Charles Osgood's corporate downfall left the field open for a new marble magnate. Enter Channing Frank Meek, who founded the Colorado Yule Marble Company in 1905. Unlike Osgood, Meek took his Marble seriously, opening a second quarry with the world's largest marble refinery. He also build a much-needed railroad, and that crucial shipping link ignited the market for Marble marble. In 1913, Manhattan builders ordered 1.2 million cubic feet for an early skyscraper, the Equitable Building. Colorado Yule landed an even more prestigious contract in 1916, supplying stone for the Lincoln Memorial.

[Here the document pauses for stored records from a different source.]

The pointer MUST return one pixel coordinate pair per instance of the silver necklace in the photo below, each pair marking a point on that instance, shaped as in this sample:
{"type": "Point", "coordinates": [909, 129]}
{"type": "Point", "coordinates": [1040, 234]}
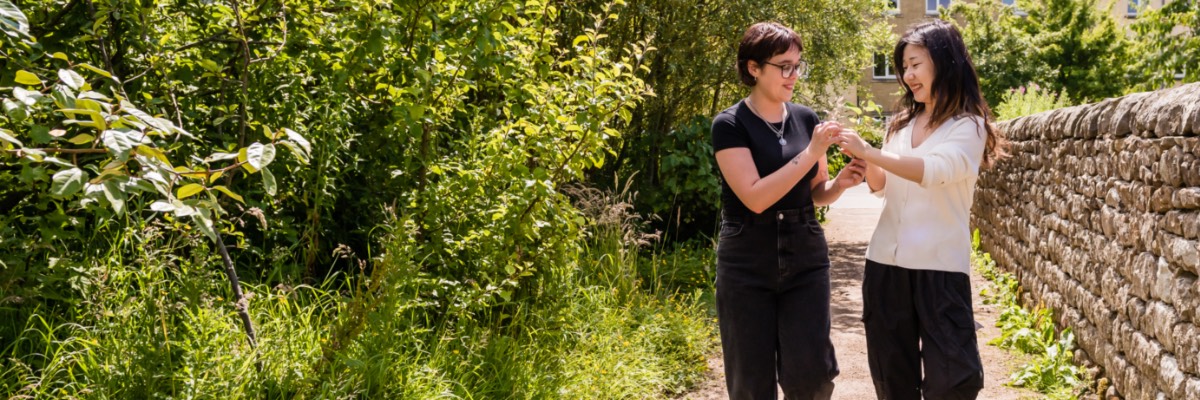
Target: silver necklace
{"type": "Point", "coordinates": [783, 125]}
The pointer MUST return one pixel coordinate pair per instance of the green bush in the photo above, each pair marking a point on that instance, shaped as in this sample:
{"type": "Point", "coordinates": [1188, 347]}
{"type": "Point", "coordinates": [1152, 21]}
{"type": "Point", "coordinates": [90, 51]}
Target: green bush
{"type": "Point", "coordinates": [1051, 370]}
{"type": "Point", "coordinates": [1027, 101]}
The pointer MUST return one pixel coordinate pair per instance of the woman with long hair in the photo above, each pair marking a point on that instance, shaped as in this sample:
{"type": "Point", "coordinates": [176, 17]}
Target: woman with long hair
{"type": "Point", "coordinates": [917, 303]}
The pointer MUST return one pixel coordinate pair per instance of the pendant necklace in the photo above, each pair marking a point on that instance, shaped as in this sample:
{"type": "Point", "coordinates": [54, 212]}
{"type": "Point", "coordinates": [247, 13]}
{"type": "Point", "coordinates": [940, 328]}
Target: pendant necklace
{"type": "Point", "coordinates": [783, 125]}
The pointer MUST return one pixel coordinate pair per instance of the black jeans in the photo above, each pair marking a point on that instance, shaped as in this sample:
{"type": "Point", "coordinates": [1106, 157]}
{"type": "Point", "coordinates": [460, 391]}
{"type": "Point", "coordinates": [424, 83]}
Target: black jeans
{"type": "Point", "coordinates": [773, 305]}
{"type": "Point", "coordinates": [913, 316]}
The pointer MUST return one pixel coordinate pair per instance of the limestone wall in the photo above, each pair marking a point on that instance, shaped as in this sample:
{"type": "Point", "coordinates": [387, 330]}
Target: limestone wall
{"type": "Point", "coordinates": [1098, 214]}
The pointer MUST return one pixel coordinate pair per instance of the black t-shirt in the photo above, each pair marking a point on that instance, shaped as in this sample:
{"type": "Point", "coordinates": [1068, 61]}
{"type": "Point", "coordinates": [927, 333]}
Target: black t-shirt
{"type": "Point", "coordinates": [739, 127]}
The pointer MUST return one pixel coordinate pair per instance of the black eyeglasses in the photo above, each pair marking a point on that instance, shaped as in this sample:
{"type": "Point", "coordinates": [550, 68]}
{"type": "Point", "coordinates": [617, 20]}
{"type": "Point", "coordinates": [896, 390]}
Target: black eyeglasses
{"type": "Point", "coordinates": [786, 71]}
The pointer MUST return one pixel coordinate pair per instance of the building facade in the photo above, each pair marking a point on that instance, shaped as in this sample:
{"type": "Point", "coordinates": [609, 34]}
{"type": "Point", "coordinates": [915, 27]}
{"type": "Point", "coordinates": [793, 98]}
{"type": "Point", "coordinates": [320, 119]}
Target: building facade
{"type": "Point", "coordinates": [880, 82]}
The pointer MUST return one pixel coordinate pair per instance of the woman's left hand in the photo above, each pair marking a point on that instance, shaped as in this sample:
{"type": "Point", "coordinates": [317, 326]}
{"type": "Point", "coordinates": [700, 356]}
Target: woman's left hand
{"type": "Point", "coordinates": [852, 144]}
{"type": "Point", "coordinates": [851, 174]}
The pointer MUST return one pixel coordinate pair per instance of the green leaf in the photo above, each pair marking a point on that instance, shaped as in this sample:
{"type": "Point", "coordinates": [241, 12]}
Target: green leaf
{"type": "Point", "coordinates": [229, 192]}
{"type": "Point", "coordinates": [27, 78]}
{"type": "Point", "coordinates": [29, 97]}
{"type": "Point", "coordinates": [295, 149]}
{"type": "Point", "coordinates": [114, 191]}
{"type": "Point", "coordinates": [268, 183]}
{"type": "Point", "coordinates": [71, 78]}
{"type": "Point", "coordinates": [96, 121]}
{"type": "Point", "coordinates": [211, 66]}
{"type": "Point", "coordinates": [204, 224]}
{"type": "Point", "coordinates": [153, 153]}
{"type": "Point", "coordinates": [259, 155]}
{"type": "Point", "coordinates": [97, 71]}
{"type": "Point", "coordinates": [189, 190]}
{"type": "Point", "coordinates": [6, 137]}
{"type": "Point", "coordinates": [58, 162]}
{"type": "Point", "coordinates": [162, 207]}
{"type": "Point", "coordinates": [119, 143]}
{"type": "Point", "coordinates": [82, 138]}
{"type": "Point", "coordinates": [67, 181]}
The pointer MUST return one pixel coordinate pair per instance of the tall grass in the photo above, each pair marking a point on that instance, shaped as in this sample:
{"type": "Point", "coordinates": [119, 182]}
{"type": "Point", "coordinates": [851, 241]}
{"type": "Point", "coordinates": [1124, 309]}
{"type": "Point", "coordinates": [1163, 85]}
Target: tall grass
{"type": "Point", "coordinates": [625, 320]}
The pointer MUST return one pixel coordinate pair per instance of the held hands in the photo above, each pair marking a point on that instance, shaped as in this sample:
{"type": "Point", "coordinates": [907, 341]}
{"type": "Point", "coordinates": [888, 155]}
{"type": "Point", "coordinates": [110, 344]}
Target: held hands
{"type": "Point", "coordinates": [851, 174]}
{"type": "Point", "coordinates": [852, 144]}
{"type": "Point", "coordinates": [826, 135]}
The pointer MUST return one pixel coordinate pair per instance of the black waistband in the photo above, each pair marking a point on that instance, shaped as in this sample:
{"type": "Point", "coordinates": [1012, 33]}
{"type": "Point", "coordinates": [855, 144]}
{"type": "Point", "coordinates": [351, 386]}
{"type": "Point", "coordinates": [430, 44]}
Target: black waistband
{"type": "Point", "coordinates": [772, 216]}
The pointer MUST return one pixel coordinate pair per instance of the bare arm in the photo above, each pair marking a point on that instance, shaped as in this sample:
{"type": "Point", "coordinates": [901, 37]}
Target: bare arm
{"type": "Point", "coordinates": [875, 178]}
{"type": "Point", "coordinates": [760, 192]}
{"type": "Point", "coordinates": [910, 168]}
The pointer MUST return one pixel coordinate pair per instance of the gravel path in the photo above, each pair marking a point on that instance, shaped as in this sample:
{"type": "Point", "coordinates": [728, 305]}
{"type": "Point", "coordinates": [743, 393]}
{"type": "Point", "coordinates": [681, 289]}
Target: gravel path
{"type": "Point", "coordinates": [851, 222]}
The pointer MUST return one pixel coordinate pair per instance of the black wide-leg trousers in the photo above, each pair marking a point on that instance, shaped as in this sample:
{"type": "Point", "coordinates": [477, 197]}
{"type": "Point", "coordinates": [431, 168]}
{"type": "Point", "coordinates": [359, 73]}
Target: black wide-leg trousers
{"type": "Point", "coordinates": [773, 305]}
{"type": "Point", "coordinates": [921, 318]}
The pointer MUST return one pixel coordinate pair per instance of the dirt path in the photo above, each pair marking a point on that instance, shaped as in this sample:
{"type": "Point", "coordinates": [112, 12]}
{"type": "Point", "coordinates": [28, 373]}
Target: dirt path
{"type": "Point", "coordinates": [851, 222]}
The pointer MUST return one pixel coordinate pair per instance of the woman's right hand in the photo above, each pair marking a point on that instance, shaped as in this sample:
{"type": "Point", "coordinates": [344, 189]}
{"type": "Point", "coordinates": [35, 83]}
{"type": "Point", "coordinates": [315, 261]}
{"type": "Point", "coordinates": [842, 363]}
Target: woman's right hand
{"type": "Point", "coordinates": [826, 135]}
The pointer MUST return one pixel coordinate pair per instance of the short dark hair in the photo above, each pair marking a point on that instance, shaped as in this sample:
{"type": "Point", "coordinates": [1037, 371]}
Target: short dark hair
{"type": "Point", "coordinates": [761, 42]}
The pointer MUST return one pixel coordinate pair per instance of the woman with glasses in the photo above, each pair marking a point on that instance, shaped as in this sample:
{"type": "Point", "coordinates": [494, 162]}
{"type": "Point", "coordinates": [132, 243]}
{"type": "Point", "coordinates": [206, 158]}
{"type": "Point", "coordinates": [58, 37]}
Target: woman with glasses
{"type": "Point", "coordinates": [772, 257]}
{"type": "Point", "coordinates": [917, 304]}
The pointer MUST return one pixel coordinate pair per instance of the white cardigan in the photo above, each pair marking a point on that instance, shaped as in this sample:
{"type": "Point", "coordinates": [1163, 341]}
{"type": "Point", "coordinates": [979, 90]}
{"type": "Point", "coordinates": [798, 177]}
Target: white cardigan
{"type": "Point", "coordinates": [927, 225]}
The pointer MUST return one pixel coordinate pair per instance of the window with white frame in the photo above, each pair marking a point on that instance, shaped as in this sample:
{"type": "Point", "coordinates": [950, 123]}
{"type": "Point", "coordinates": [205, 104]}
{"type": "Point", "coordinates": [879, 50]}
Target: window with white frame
{"type": "Point", "coordinates": [883, 67]}
{"type": "Point", "coordinates": [931, 6]}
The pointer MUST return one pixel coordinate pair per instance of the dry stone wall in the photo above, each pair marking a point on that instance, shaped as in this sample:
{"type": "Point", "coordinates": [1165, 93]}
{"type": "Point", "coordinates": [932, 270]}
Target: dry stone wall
{"type": "Point", "coordinates": [1098, 214]}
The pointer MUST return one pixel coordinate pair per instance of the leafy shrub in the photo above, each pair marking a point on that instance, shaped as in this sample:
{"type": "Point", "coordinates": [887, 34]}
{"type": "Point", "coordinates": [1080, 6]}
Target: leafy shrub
{"type": "Point", "coordinates": [1027, 101]}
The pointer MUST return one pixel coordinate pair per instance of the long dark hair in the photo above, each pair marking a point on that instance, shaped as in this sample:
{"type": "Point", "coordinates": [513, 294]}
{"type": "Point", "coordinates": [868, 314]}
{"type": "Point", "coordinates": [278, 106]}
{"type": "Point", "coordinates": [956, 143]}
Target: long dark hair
{"type": "Point", "coordinates": [955, 84]}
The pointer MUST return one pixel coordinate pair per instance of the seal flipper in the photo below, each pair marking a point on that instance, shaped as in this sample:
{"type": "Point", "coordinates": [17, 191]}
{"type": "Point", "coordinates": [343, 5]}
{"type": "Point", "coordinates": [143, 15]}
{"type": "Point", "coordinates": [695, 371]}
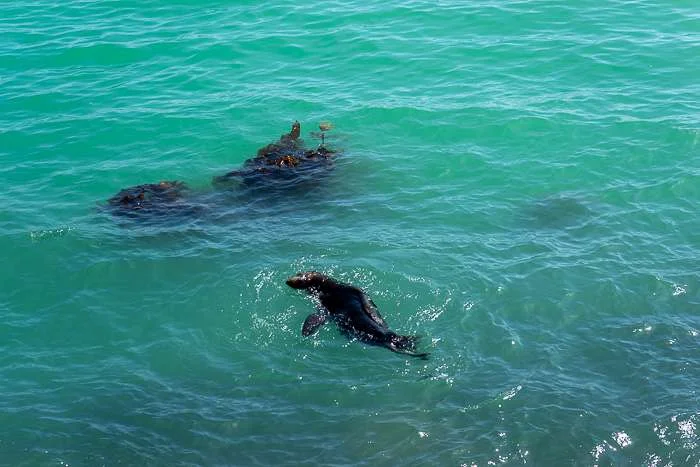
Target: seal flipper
{"type": "Point", "coordinates": [313, 322]}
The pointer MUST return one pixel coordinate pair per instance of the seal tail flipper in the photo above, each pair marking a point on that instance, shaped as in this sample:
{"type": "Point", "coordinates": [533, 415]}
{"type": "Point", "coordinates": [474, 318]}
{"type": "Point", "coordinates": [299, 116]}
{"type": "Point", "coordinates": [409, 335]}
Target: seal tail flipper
{"type": "Point", "coordinates": [405, 345]}
{"type": "Point", "coordinates": [313, 322]}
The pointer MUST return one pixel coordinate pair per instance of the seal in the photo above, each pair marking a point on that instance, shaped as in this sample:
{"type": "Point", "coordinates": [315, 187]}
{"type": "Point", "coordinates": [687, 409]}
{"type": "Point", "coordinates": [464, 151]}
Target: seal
{"type": "Point", "coordinates": [353, 311]}
{"type": "Point", "coordinates": [284, 160]}
{"type": "Point", "coordinates": [148, 196]}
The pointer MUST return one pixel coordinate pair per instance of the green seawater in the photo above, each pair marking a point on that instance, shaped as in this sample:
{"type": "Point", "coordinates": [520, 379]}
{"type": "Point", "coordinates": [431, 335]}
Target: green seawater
{"type": "Point", "coordinates": [518, 183]}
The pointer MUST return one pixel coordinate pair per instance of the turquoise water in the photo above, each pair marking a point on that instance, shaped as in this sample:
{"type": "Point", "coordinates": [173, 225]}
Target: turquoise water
{"type": "Point", "coordinates": [519, 184]}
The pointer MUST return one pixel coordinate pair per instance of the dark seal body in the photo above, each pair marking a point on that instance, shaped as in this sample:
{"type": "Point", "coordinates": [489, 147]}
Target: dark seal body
{"type": "Point", "coordinates": [285, 160]}
{"type": "Point", "coordinates": [352, 310]}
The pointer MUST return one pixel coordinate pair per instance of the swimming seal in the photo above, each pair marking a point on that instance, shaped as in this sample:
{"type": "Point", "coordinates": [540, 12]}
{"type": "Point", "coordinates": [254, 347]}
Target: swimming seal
{"type": "Point", "coordinates": [353, 311]}
{"type": "Point", "coordinates": [284, 160]}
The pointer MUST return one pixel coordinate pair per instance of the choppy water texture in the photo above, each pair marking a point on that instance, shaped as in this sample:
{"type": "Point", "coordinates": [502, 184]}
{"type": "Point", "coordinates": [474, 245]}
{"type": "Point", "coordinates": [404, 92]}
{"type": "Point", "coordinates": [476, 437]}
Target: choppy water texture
{"type": "Point", "coordinates": [519, 184]}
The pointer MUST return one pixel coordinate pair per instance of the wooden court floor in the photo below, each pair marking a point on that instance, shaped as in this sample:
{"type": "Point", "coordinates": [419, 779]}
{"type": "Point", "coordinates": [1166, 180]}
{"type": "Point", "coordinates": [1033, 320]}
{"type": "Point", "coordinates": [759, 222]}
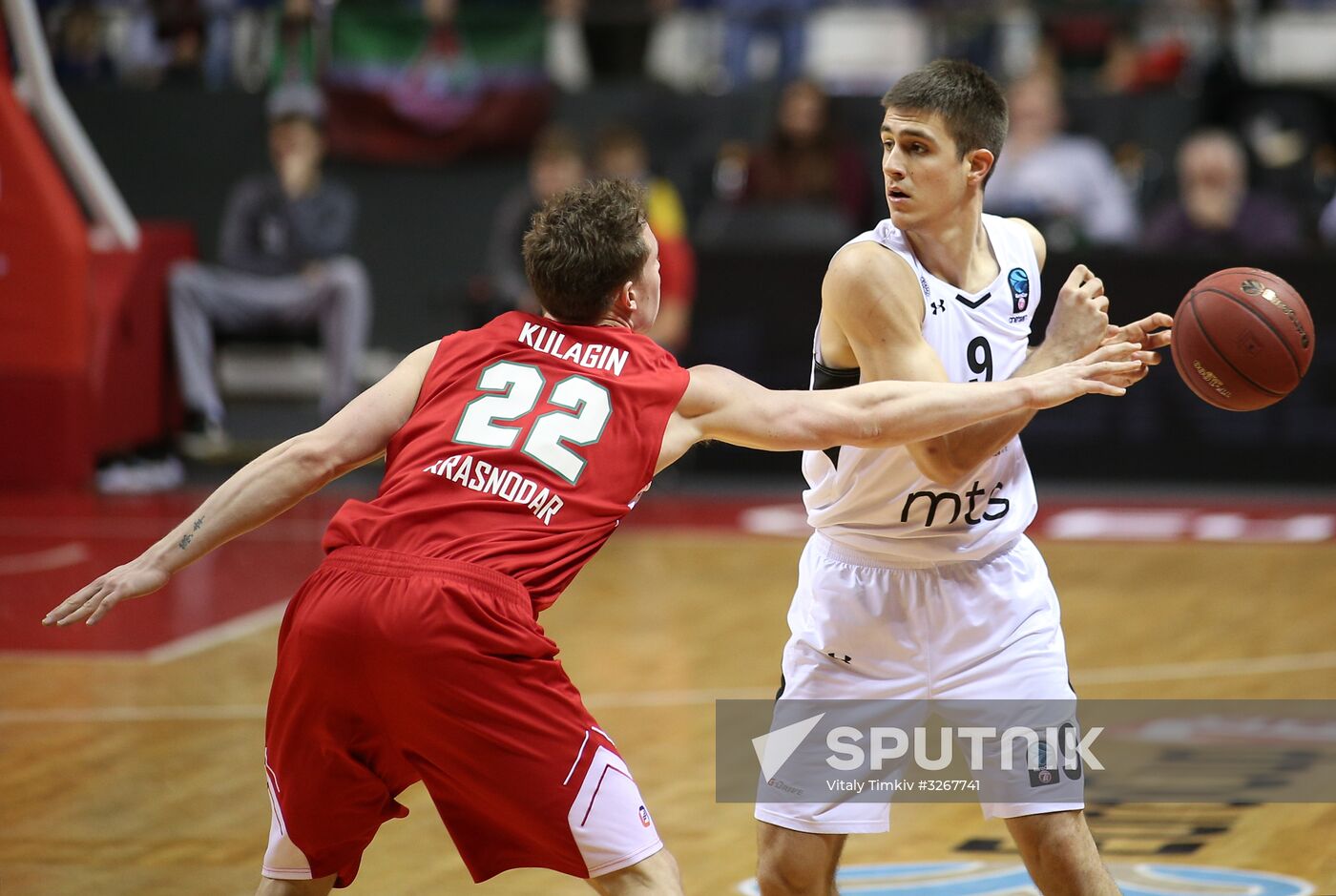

In 1931 the quarry (now owned by a Vermont company) coughed up a one-hundred-ton slab - the largest block of marble ever cut - for the Tomb of the Unknown Soldier. The quarry closed in 1941 and lay dormant until 1990. Two operators have since tried to tap its potential - and return Marble to its past glory.
Marble is mostly just a group of houses and small businesses in the woods now, but parts the old marble mill can still be toured and the towns spectacular mountain setting offers many recreational opportunities. There are a few small inns in town, a gift shop, store, and some backcountry guide services. The Yule Marble Quarry can be accessed via a four-mile dirt road, but this road is considered dangerous so be familiar with off road driving if you plan on making the drive.
The town of Redstone is just five miles down the Crystal River Valley from Redstone, and both can be enjoyed in a single day of travel.